Ne nions pas la réalité : une part de nous est en quête d’une reconnaissance sociale. Ce besoin sera plus ou moins fort en fonction des individus et des vécus. Nous avons tous en nous, que nous écrivions ou pas, des failles narcissiques qui nous poussent à rechercher le regard des autres. Sans quoi nous pourrions vivre en ermites. Ce que nous regardons dans l’autre, c’est nous-mêmes. C’est la manière dont nous sommes perçus par l’autre.

Ecrire répond à un besoin intime, publier à un besoin social. Ce sont deux choses distinctes. Et voilà pourquoi tant d’auteurs, moi comprise, s’effondrent devant une critique négative. Non pas que nous soyons sûrs à 100% de notre livre, car souvent nous sommes très critiques vis à vis de nous-mêmes, mais nous nous habituons à recevoir d’autrui un adoucissement de nos doutes, une indulgence. La critique négative a cela d’insoutenable qu’elle nous renvoie à nos propres incertitudes, à notre rejet de nous-mêmes.

Il y a quelques mois, j’étais tendue. Très, trop. Je craignais que personne n’aime mon premier roman (ce qui s’est avéré complètement faux). Un sentiment normal, me direz-vous. Mais étrangement, je redoutais aussi qu’on l’aime. Les sourires et compliments m’apparaissaient aussi venimeux que les critiques, sinon plus. Parallèlement, il y avait en moi une insatisfaction terrible. Pour résumer, c’était trop, trop peu et jamais assez. Mon mari, très sage, m’a dit : c’est ta manière de fuir. Tu fuis en avant. C’était très juste. Ne supportant pas le regard des autres, même positif, j’allais au-devant de lui.

Recevoir des compliments en masse, ce n’est pas une chose naturelle. De même que, dans la vraie vie, nous ne sommes pas soutenus par des centaines voire des milliers de personnes. Nous avons, pour les plus chanceux, une famille, quelques amis dévoués, deux ou trois personnes qui nous aiment véritablement. Peu nous connaissent vraiment.

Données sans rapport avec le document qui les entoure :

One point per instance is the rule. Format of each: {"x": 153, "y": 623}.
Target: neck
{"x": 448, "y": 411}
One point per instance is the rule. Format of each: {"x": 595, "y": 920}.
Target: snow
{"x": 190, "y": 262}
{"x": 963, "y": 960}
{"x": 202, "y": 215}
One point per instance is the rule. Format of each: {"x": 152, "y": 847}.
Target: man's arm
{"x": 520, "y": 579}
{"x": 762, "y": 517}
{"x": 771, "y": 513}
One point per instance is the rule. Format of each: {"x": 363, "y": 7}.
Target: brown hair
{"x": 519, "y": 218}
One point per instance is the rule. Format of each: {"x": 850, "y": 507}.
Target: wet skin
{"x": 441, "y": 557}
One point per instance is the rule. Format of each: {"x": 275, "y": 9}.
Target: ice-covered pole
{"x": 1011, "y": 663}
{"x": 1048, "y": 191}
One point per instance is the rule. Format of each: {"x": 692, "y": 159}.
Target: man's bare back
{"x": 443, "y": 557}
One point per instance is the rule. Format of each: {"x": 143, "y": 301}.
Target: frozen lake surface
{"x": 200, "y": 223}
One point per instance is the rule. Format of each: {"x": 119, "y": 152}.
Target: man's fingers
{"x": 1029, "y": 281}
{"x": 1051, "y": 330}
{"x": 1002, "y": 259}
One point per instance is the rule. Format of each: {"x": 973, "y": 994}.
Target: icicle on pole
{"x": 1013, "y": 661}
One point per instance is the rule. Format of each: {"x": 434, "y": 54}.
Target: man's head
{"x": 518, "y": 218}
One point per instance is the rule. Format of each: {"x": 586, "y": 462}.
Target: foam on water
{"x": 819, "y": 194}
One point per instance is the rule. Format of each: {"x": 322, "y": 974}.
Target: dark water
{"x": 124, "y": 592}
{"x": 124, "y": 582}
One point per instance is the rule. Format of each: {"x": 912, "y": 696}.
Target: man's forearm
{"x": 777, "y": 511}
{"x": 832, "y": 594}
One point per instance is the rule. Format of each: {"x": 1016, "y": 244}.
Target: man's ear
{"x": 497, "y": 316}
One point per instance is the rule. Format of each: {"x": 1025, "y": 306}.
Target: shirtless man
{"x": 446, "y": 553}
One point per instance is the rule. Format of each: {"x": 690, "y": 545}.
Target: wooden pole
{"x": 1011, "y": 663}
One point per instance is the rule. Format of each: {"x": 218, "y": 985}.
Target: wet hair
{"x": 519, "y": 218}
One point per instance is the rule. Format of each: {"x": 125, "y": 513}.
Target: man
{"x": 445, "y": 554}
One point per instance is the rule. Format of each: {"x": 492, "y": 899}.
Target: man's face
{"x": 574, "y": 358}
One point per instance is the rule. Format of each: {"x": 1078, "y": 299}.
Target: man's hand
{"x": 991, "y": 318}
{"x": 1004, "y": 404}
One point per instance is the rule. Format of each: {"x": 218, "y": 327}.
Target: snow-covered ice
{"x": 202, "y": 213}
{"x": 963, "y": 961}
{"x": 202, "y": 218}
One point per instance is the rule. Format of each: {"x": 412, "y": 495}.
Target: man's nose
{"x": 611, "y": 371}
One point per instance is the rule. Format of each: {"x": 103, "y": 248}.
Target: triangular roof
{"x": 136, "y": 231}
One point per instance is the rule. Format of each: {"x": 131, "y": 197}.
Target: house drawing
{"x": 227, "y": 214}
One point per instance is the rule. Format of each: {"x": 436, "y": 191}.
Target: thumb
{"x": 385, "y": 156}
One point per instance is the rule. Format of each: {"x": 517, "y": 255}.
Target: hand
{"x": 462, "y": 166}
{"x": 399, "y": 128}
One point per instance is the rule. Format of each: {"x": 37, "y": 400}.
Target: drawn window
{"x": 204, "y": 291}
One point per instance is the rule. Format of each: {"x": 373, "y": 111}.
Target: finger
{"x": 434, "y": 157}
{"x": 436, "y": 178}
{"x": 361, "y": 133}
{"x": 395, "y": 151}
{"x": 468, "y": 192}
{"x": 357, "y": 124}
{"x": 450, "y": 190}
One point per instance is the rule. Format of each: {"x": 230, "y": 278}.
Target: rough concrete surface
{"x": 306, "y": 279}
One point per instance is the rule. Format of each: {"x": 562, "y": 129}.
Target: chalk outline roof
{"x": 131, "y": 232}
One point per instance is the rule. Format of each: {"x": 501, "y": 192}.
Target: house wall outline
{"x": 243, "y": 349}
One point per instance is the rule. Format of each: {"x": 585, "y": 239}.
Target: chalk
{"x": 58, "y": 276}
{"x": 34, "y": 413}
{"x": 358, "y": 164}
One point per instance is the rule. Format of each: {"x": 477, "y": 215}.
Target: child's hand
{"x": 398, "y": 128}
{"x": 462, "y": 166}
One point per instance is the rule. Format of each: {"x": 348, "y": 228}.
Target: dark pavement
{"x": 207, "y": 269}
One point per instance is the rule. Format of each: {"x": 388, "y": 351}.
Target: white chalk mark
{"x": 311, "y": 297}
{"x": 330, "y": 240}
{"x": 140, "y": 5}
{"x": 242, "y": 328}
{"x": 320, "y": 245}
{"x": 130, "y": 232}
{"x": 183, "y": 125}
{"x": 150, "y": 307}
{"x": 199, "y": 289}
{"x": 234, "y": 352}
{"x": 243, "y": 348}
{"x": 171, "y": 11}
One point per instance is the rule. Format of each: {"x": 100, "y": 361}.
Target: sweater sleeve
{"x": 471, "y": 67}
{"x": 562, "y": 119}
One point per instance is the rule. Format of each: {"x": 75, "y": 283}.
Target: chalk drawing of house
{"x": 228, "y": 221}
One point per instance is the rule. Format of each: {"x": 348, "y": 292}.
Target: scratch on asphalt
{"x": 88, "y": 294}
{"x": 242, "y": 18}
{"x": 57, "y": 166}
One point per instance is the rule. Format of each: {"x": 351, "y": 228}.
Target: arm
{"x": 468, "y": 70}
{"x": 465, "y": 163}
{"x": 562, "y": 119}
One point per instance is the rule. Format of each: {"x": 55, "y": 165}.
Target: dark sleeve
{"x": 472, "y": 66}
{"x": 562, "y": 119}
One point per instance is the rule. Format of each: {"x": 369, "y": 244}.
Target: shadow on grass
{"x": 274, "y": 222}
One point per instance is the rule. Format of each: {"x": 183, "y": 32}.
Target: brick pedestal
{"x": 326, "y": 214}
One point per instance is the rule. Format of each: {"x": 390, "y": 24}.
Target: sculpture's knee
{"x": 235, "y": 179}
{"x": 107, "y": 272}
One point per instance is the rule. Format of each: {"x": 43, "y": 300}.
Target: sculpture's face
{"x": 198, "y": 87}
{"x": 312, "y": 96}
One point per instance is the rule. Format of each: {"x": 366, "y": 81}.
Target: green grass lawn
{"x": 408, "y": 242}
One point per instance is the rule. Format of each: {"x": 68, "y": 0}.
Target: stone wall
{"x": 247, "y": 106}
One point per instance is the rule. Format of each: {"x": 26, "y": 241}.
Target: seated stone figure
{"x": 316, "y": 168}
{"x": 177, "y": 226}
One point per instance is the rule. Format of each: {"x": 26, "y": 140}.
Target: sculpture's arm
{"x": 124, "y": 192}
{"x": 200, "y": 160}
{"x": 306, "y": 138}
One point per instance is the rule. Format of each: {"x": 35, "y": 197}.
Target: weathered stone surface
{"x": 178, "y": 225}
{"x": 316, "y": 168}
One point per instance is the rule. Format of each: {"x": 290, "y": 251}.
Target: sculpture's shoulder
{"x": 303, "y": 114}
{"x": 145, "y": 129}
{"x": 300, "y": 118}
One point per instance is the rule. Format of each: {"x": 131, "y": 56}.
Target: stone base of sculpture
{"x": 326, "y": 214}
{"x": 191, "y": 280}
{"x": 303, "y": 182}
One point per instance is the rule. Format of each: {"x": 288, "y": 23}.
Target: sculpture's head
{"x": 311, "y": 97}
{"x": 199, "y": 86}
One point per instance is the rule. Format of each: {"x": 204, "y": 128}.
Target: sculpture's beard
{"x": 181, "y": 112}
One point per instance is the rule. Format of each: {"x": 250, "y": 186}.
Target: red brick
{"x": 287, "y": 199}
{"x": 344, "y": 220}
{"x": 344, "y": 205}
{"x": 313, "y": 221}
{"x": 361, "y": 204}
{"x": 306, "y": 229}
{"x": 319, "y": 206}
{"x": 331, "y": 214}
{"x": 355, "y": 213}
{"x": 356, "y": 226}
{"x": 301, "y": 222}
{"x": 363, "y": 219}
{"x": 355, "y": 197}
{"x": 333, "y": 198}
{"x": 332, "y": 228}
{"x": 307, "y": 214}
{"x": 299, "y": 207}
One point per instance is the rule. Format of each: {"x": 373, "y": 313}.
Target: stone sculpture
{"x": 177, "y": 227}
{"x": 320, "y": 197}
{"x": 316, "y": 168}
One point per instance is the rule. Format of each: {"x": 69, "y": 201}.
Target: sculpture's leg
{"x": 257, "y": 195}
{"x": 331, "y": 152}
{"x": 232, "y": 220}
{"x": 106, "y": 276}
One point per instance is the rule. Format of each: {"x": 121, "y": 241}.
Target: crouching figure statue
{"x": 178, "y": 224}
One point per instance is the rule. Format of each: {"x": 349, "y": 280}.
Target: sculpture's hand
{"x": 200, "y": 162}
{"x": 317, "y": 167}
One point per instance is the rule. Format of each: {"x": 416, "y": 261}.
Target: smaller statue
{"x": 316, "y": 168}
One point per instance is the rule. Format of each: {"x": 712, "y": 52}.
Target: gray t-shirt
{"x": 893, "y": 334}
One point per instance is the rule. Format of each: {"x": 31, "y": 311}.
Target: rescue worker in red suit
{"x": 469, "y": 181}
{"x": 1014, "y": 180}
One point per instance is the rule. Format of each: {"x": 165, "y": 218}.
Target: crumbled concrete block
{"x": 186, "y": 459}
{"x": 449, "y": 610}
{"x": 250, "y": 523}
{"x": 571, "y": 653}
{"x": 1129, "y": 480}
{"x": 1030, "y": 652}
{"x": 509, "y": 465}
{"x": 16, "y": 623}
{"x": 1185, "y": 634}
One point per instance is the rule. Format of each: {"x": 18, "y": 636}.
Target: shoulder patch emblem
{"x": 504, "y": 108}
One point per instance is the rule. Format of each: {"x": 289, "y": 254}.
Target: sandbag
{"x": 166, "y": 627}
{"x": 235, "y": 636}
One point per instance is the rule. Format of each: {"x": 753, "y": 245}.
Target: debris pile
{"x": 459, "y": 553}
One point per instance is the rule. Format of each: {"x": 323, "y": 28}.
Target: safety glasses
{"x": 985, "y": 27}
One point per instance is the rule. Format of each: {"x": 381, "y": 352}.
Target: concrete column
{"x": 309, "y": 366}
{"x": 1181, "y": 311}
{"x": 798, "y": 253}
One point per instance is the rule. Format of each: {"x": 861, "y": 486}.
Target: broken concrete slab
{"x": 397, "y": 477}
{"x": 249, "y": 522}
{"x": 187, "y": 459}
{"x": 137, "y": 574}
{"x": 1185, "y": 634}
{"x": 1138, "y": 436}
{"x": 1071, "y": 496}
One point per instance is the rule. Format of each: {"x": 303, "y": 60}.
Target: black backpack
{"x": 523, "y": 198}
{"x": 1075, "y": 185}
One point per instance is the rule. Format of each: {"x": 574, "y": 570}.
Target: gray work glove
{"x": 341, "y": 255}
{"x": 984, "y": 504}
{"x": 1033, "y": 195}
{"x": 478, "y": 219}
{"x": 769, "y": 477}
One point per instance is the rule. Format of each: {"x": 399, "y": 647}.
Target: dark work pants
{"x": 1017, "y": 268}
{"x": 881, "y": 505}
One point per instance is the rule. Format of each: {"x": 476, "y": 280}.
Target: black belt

En tant qu’auteurs, nous sommes placés dans une situation étrange d’être des images avant d’être des personnes. Certains, ceux et celles dont le livre est devenu un best-seller, ont du jour au lendemain autour d’eux une espèce bizarre : les fans. Le fan, c’est celui qui ne vous connaît pas et néanmoins vous aime. Mais prenez garde de ne jamais montrer un autre visage que celui qui l’a séduit car le fan est un élément que la déception saisit facilement. N’ayant pas de lien intime avec vous, il sera impitoyable. Et voilà comment l’auteur, surtout l’auteur connu, se trouvera prisonnier d’un reflet déformant. Après s’être miré dans les autres, le voilà enchaîné à ce miroir. Il est devenu un être surfait, dont le relief est de toutes pièces fabriqué, le voilà qui doit prévoir ses coups de cœur et ses coups de sang. Le voilà personnage.

Mais il faut admettre au fond de soi qu’en tant qu’auteurs, nous vivons dans un clair-obscur permanent. J’ai forcé le trait, sans doute. J’ai dressé un portrait très noir de l’auteur, à partir de ressentis, de pressentis, d’observations. Tout cela mériterait largement d’être nuancé, puisque je n’évoque ici que des dérives possibles, conséquences potentielles de l’activité d’auteur. L’acte d’écrire demeure, lui, un acte libre et personnel, du moins j’ose le croire. Aussi parfois, quand je me sens fuir en avant, je coupe l’ordinateur, je me déconnecte, j’oublie les réseaux et les regards absents, et je vis.  Et j’écris. Hors des autres et hors de moi-même. Sublimant le clair-obscur qui me compose, comme il compose tout être humain.